The very last song on the album is, of course, where BiS have their last laugh. It’s a faithfully arranged cover of “Primal.” [プライマル。] by the well-loved Japanese rock band THE YELLOW MONKEY. Since 2010, BiS have always conducted themselves with a sense of humor, from throwing out condoms during their live concerts to auctioning themselves off online as housekeepers. Despite being the namesake to BiS’ legendary “primal.” and the inspiration for some of its lyrics, THE YELLOW MONKEY’s “Primal.” is a bright and upbeat song with humorous lyrics, in stark contrast with the raw, emotional BiS track that shares its name. So it’s fitting that this cover be an end to their final album, and the BiS members tap into its tongue-in-cheek nature, with Tenko even putting on a perfectly ridiculous comical voice for her lines. The brass and the unusual chord progression of this song give it a kind of triumphant sound, and so it turns out to be the perfect ending to the album. It genuinely ends on the words “blah blah blah blah”, but as sung by Pour Lui, those meaningless words have never sounded so honest and so good before.
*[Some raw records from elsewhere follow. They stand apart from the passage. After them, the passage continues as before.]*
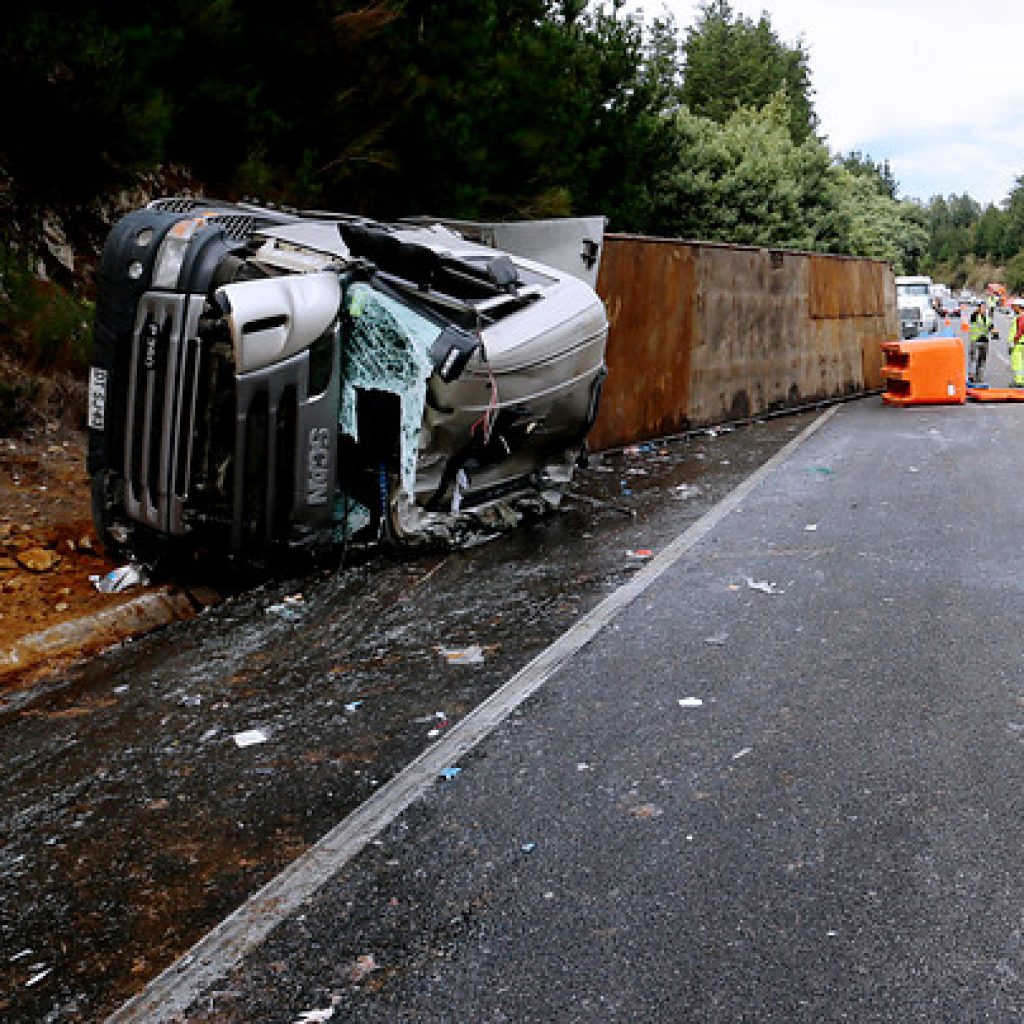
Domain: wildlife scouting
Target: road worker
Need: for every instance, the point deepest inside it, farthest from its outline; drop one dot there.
(1015, 341)
(978, 329)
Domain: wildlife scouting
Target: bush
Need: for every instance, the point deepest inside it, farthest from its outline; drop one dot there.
(1015, 274)
(47, 328)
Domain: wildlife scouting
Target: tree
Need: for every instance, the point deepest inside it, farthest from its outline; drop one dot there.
(875, 224)
(880, 174)
(745, 181)
(731, 61)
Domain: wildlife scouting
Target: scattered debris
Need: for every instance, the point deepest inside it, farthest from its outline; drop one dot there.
(122, 579)
(36, 978)
(646, 811)
(684, 492)
(250, 737)
(288, 608)
(314, 1016)
(473, 654)
(361, 967)
(599, 503)
(38, 559)
(437, 729)
(763, 586)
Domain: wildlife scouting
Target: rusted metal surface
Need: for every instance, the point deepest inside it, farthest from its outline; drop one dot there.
(701, 333)
(648, 290)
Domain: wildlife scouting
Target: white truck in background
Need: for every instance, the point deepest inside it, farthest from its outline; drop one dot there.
(914, 292)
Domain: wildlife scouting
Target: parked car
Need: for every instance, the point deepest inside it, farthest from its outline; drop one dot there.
(910, 323)
(265, 379)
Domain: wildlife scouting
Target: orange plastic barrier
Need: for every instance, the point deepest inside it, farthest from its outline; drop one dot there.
(995, 393)
(925, 371)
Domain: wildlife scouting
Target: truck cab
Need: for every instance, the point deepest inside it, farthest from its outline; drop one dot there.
(915, 292)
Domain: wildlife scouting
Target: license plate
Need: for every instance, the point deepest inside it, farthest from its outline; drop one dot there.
(97, 397)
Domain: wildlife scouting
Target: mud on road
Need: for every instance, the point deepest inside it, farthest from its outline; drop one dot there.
(151, 791)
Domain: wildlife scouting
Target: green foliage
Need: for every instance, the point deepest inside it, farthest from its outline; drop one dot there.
(880, 174)
(745, 181)
(1015, 274)
(732, 62)
(45, 326)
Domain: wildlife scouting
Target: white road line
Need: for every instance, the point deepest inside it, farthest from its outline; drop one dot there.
(220, 949)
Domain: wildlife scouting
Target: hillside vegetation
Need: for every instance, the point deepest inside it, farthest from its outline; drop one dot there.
(471, 109)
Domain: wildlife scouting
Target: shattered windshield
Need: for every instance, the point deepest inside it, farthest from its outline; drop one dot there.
(386, 348)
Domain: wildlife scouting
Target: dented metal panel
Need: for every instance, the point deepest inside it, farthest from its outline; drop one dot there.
(648, 292)
(702, 333)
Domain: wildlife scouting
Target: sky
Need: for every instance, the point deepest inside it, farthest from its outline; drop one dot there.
(934, 86)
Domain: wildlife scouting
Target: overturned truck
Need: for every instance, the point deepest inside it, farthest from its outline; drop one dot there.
(264, 379)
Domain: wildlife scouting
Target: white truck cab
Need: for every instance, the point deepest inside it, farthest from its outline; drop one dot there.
(915, 292)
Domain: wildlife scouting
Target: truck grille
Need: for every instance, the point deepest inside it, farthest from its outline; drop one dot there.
(161, 407)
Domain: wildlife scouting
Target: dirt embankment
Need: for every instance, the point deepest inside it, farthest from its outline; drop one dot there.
(48, 550)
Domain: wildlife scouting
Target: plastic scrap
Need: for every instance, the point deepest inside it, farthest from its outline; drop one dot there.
(763, 586)
(36, 978)
(120, 580)
(684, 492)
(250, 737)
(314, 1016)
(473, 654)
(363, 966)
(287, 608)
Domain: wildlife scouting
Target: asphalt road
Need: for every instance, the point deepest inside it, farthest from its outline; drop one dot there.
(131, 821)
(782, 783)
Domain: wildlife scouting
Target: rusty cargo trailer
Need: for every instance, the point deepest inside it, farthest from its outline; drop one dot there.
(704, 333)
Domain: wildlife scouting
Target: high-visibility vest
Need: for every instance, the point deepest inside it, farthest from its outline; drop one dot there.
(1016, 329)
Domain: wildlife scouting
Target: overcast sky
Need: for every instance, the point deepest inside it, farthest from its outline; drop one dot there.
(934, 86)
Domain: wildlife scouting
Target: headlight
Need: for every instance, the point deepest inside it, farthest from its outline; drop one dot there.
(273, 318)
(171, 253)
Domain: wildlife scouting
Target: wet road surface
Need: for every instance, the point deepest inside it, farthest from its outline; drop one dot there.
(134, 819)
(782, 784)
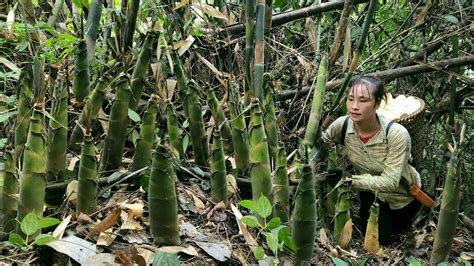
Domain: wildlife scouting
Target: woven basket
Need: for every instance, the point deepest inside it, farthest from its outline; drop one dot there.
(415, 123)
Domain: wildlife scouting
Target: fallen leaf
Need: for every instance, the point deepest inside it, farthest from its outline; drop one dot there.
(190, 250)
(146, 254)
(136, 237)
(243, 228)
(106, 238)
(101, 259)
(76, 248)
(128, 223)
(107, 223)
(71, 191)
(59, 231)
(84, 219)
(231, 184)
(346, 234)
(135, 209)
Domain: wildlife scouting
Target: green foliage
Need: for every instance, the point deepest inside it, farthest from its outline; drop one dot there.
(276, 235)
(30, 224)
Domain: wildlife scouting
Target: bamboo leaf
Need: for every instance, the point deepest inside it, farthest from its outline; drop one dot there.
(30, 224)
(16, 239)
(264, 207)
(44, 239)
(249, 204)
(259, 253)
(251, 221)
(47, 222)
(133, 115)
(273, 223)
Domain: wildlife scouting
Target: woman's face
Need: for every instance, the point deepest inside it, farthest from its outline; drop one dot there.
(361, 103)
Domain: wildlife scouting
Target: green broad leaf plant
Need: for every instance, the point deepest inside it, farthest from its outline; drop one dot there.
(277, 235)
(29, 226)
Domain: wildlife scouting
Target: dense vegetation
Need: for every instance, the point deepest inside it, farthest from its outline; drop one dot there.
(201, 102)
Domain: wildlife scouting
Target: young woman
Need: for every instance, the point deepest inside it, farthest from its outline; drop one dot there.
(380, 161)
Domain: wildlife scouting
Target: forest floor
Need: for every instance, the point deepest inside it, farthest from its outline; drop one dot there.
(119, 233)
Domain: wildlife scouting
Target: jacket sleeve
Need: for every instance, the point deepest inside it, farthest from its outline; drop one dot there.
(399, 144)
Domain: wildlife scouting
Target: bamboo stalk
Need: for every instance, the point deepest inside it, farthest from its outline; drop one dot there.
(282, 193)
(130, 26)
(342, 219)
(81, 83)
(92, 28)
(371, 240)
(25, 107)
(218, 172)
(140, 71)
(448, 214)
(57, 135)
(260, 173)
(142, 156)
(259, 50)
(331, 199)
(111, 158)
(8, 200)
(304, 218)
(57, 8)
(174, 135)
(196, 127)
(32, 178)
(312, 127)
(219, 119)
(163, 205)
(269, 118)
(239, 132)
(249, 40)
(90, 112)
(87, 178)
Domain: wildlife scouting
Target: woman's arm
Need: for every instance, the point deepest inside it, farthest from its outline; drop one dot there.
(399, 145)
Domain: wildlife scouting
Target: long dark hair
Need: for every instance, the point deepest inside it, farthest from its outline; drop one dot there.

So let’s say it’s true, that BiS were right and that idol really is dead. But in that case, who killed idol? It’s a question the album doesn’t set out to give a specific answer to, instead asking its listeners.
Was it really Pour Lui, the so-called “anti-idol”, laughing in an interview back in 2012?
Or was it idol managers, who make true the dreams of young women and girls by turning them into a pop culture product?
Perhaps it was the idol wota fanbase, whose devotion turns a normal person into an imagined perfect, pure, virginal being?
If BiS’ album can change the way even one person thinks about idols and the nature of celebrity, then their disband will not be in vain.
“WHO KiLLED IDOL?” was released on March 5th through Avex Trax in three different editions.